I do not think it is something you should just assume. I think it is an empirical question. I think that behavioral strategies might not be realistic, because they seem to depend on non-determinism.
Well, in the Absent-Minded Driver problem it seems reasonable to allow the driver to flip a coin whenever he’s faced with a choice. Why do you think that’s unrealistic?
Hmm. I was thinking that determinism requires that you get the same output in the same situation, but I guess I was not accounting for the fact that we do not require the two nodes in the information set to be the same situation, we only require that they are indistinguishable to the agent.
It does seem realistic to have the absent minded driver flip a coin. (although perhaps it is better to model that as a third option of flipping a coin, which points to chance node.)

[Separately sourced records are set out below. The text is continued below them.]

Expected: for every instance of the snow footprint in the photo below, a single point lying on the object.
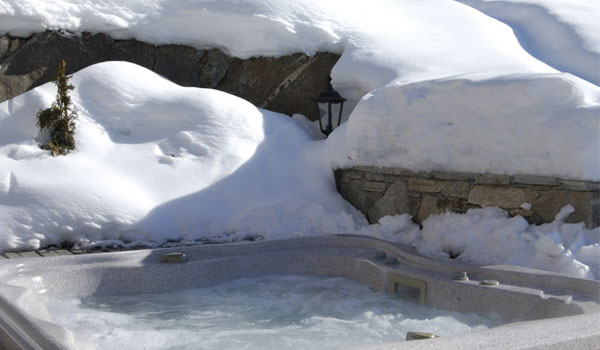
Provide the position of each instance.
(185, 144)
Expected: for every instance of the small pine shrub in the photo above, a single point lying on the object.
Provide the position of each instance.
(59, 119)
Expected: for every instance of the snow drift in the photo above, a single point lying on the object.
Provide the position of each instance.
(437, 85)
(518, 124)
(157, 161)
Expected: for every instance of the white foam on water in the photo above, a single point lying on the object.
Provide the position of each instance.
(270, 312)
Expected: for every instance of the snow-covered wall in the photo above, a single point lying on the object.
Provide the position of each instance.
(286, 84)
(437, 84)
(378, 192)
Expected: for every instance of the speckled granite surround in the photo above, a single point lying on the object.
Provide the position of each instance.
(565, 311)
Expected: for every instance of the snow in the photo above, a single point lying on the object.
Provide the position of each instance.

On the other hand, If I am a deterministic Turing machine, and Omega simulates me and puts a dollar in whichever of two boxes he predicts I will not pick, then I cannot win this game unless I have an outside source of randomness.
It seems like in different situations, you want different models. It seems to me like you have two different types of agents: a deterministic dUDT agent and a randomized rUDT agent. We should be looking at both, because they are not the same. I also do not know which one I am as a human.
By asking about the Absent-Minded Driver with a coin, you were phrasing the problem so that it does not matter, because an rUDT agent is just a dUDT agent which has access to a fair coin that he can flip any number of times at no cost.
I agree that there is a difference, and I don’t know which model describes humans better. It doesn’t seem to matter much in any of our toy problems though, apart from AMD where we really want randomness. So I think I’m going to keep the post as is, with the understanding that you can remove randomness from the model if you really want to.
I agree that that is a good solution. Since adding randomness to a node is something that can be done in a formulaic way, it makes sense to have information sets which are just labeled as “you can use behavioral strategies here” It also makes sense to have them labeled as such by default.
I do not think that agents wanting but not having randomness is any more pathological than Newcomb’s problem (Although that is already pretty pathological)
I suppose there is a third interpretation, which is that the player can mix and match between two types of randomness, and make the options in some instances of an information set correlated with some instances of an information set. This is not useful in a 1 player game, however, because any interpretation 1 type randomness does not help at all, so if the game is 1 player, you might as well just call this interpretation 2.